Predictors of primary breast cancers responsiveness to preoperative epirubicin/cyclophosphamide-based chemotherapy: translation of microarray data into clinically useful predictive signatures

Abstract

Background: Our goal was to identify gene signatures predictive of response to preoperative systemic chemotherapy (PST) with epirubicin/cyclophosphamide (EC) in patients with primary breast cancer.

Methods: Needle biopsies were obtained pre-treatment from 83 patients with breast cancer and mRNA was profiled on Affymetrix HG-U133A arrays. Response ranged from pathologically confirmed complete remission (pCR), to partial remission (PR), to stable or progressive disease, "No Change" (NC). A primary analysis was performed in breast tissue samples from 56 patients and 5 normal healthy individuals as a training cohort for predictive marker identification. Gene signatures identifying individuals most likely to respond completely to PST-EC were extracted by combining several statistical methods and filtering criteria. In order to optimize prediction of non responding tumors Student's t-test and Wilcoxon test were also applied. An independent cohort of 27 patients was used to challenge the predictive signatures. A k-Nearest neighbor algorithm as well as two independent linear partial least squares determinant analysis (PLS-DA) models based on the training cohort were selected for classification of the test samples. The average specificity of these predictions was greater than 74% for pCR, 100% for PR and greater than 62% for NC. All three classification models could identify all pCR cases.

Results: The differential expression of 59 genes in the training and the test cohort demonstrated capability to predict response to PST-EC treatment. Based on the training cohort a classifier was constructed following a decision tree. First, a transcriptional profile capable to distinguish cancerous from normal tissue was identified. Then, a "favorable outcome signature" (31 genes) and a "poor outcome signature" (26 genes) were extracted from the cancer specific signatures. This stepwise implementation could predict pCR and distinguish between NC and PR in a subsequent set of patients. Both PLS-DA models were implemented to discriminate all three response classes in one step.

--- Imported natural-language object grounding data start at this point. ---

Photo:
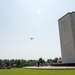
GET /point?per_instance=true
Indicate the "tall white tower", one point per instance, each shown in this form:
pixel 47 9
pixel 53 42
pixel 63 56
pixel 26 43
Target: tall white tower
pixel 67 37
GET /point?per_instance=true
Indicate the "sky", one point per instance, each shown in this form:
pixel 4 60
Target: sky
pixel 21 20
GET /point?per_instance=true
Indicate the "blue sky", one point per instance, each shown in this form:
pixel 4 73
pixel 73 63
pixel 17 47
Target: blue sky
pixel 22 19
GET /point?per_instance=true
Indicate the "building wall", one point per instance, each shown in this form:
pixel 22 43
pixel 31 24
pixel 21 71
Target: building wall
pixel 67 35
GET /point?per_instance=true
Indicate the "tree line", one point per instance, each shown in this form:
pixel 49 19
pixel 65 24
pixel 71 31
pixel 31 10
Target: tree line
pixel 18 63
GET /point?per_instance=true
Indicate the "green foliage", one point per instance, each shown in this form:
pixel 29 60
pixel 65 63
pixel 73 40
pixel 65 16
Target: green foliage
pixel 22 71
pixel 16 63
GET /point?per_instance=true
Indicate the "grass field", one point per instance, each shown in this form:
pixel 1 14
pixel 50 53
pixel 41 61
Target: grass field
pixel 23 71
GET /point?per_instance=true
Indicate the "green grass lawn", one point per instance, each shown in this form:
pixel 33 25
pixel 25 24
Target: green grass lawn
pixel 22 71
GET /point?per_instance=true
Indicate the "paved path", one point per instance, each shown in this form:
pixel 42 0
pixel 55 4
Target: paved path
pixel 50 67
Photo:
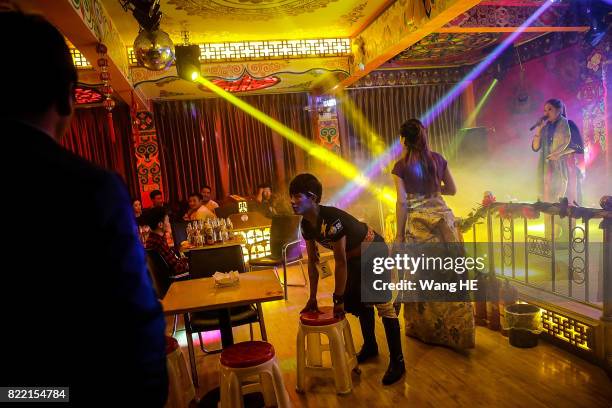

Conclusion: In this study signatures were identified capable to predict clinical outcome in an independent set of primary breast cancer patients undergoing PST-EC.

Figure 1

Clustering of gene expression data for 57 genes from 83 breast tumors corresponding training and test cohorts. A. PCA analysis of response groups and gene expression. The visualization of high-dimensional data in three-dimensional principal components. Individual samples from training and test cohorts are labeled according to three response groups: green and light green – pCR; yellow and light yellow – PR; red and light red – NC. The distance between samples reflects their approximate degree of correlation. B. Hierarchical clustering presents the clustered samples in columns and the clustered 57 genes in rows. A color representation of gene expression levels is shown with the scale on the left side. The 57 genes used fir both clustering methods were obtained by multi-step statistical approach, as described in 'A predictor gene set determination' section of Results. C. An enlarged version of sample dendrogram, which reflects similarities in their expression profiles.

Figure 2

PLS discrimination according to tumor response class using the variables selected by PLS (VIP > 1.9) and ratio (pCR/NC) > 1.9 or < 0.55. Model 1 (PR cases were deleted; class 1 – pCR, black dots; class 2 – NC, black squares); 96 probe sets (cDNAs) retained.

Figure 3

PLS discrimination according to tumor response class using the variables selected by PLS (VIP > 1.9) and ratio (pCR/NC) > 1.9 or < 0.55. Model 2 (class 1 – pCR, black dots; class 2 – NC, black squares and PR, gray triangles); 90 probe sets retained.

Figure 4

Confirmation of expression measurements by real-time RT-PCR. GeneChip median expression for 46 genes from Table 3 within one sample was adjusted to 100 RLU. Then, all measurements were median centered for each gene. Hierarchical clustering algorithm was applied to median normalized expression data of 46 genes from 39 tumor samples from training and test cohorts. Hierarchical clustering presents the clustered samples in columns and the clustered 46 genes in rows. A color representation of gene expression levels is shown with the scale on the left side (pCR represented in green, NC represented in red). Clustering of the data was performed according a correlation analysis with an average distance determination. The threshold Ct values obtained in real-time RT-PCR were converted into an arbitrary RNA-copy number Ct value of 24, which was then empirically settled to 10⁶ RNA copies per well. These measurements were median centered, as for microarray data. All data for samples and genes were ordered according to the hierarchical structure of the microarray data set in Fig. 3A for Affymetrix platform.

Figure 5

Confirmation of expression measurements by real-time RT-PCR Independent clustering of the qPCR data for both, Affymetrix and TaqMan platforms resulted in similar correlation trees.